Assembly Properties of an Alanine-Rich, Lysine-Containing Peptide and the Formation of Peptide/Polymer Hybrid Hydrogels

An alanine‐based peptide doped with charged lysines with a sequence of (AKA3KA)2 (AK2) was selected from the crosslinking regions of the natural elastin as a starting point for the fabrication of chemically diverse and structurally complex peptide/polymer hybrid hydrogels. At low peptide concentration, Pluronic F127 (F127) micelles are capable of increasing the peptide helicity and stabilizing it against thermal denaturation. At higher peptide concentration in basic media, the AK2 peptide developed a substantial amount of β‐sheet structure.
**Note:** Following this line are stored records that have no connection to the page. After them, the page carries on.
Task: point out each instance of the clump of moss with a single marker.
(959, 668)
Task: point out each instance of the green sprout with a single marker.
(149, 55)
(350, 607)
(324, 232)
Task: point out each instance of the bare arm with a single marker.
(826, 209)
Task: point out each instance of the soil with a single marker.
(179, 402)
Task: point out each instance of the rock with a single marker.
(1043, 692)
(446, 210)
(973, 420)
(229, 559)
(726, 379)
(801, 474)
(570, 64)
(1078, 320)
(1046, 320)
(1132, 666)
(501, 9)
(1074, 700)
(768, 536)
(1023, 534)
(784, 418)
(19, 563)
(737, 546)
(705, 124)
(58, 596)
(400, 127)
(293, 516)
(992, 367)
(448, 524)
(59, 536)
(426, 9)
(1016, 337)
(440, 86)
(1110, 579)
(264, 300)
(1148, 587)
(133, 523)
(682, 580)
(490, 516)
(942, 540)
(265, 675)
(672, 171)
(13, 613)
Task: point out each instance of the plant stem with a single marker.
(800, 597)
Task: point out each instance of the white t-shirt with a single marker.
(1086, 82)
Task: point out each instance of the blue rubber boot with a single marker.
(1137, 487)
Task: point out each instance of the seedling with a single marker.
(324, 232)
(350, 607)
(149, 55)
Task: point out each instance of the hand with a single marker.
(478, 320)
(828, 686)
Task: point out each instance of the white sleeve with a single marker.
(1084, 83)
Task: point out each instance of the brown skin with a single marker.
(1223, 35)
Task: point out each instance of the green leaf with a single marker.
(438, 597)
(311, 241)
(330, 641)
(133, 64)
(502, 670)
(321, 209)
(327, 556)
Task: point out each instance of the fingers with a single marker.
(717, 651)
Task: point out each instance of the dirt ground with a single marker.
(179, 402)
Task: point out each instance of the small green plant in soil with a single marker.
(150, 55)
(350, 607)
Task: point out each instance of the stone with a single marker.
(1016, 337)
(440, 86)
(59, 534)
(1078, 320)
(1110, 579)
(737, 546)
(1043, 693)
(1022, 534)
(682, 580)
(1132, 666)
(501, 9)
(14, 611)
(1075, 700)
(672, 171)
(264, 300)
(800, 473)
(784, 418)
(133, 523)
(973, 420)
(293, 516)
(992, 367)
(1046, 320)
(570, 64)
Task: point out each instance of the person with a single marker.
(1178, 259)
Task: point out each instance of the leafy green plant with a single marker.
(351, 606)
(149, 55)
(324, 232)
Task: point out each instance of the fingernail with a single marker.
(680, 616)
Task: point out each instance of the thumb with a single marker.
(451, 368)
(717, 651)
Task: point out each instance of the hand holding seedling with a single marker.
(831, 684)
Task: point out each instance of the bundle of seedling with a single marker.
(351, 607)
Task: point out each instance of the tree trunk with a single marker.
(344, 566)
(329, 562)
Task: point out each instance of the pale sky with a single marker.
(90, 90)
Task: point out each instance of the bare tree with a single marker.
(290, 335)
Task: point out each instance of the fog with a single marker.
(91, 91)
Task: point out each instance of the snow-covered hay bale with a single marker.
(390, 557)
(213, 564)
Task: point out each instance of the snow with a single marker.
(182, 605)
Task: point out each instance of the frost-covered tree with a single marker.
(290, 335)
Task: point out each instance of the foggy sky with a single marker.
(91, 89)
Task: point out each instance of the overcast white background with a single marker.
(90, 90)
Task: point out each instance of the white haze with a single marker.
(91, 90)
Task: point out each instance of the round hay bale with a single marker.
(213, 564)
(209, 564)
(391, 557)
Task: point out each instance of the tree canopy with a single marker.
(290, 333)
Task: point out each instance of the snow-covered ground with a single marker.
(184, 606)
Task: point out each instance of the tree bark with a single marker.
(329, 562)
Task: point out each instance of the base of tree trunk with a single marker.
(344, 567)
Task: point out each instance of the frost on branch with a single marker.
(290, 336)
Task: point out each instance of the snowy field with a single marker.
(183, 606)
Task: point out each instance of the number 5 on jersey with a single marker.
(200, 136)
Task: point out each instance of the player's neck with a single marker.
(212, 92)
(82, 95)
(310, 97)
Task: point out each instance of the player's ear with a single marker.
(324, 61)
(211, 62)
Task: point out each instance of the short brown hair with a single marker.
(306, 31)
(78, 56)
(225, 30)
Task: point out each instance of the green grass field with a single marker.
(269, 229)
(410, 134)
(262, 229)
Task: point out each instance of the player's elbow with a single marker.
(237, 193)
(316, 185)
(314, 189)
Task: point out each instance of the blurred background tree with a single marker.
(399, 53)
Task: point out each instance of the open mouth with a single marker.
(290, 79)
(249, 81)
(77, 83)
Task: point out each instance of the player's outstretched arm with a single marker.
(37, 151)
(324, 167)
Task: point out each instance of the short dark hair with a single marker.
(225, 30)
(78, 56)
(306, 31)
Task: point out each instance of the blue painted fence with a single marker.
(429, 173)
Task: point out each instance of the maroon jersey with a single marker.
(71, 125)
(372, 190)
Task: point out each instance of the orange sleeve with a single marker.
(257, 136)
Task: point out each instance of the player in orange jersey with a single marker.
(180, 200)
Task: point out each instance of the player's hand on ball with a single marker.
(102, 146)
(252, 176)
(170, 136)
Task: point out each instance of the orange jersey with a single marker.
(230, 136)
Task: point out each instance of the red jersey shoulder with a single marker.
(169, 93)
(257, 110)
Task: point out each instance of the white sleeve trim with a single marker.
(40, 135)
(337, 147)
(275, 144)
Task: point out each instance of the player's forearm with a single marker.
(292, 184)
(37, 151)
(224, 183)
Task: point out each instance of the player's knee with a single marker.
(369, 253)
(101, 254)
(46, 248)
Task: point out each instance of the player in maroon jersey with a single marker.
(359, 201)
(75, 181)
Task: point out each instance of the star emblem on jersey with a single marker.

The self‐assembled nanoscale structures were covalently interlocked. The crosslinked hybrid hydrogels were viscoelastic, exhibiting an elastic modulus of approximately 17 kPa and a loss tangent of 0.2. Fundamental investigations on the assembly characteristics of an alanine‐rich, lysine‐containing peptide with a sequence of (AKAAAKA)2 revealed experimental conditions for the formation of peptide nanofibrils. Hybrid hydrogels were created via the covalent interlocking of self‐assembled block copolymer micelles and peptide fibrils. Knowledge gained from this study can be applied to the engineering of hybrid, artificial matrices for tissue engineering.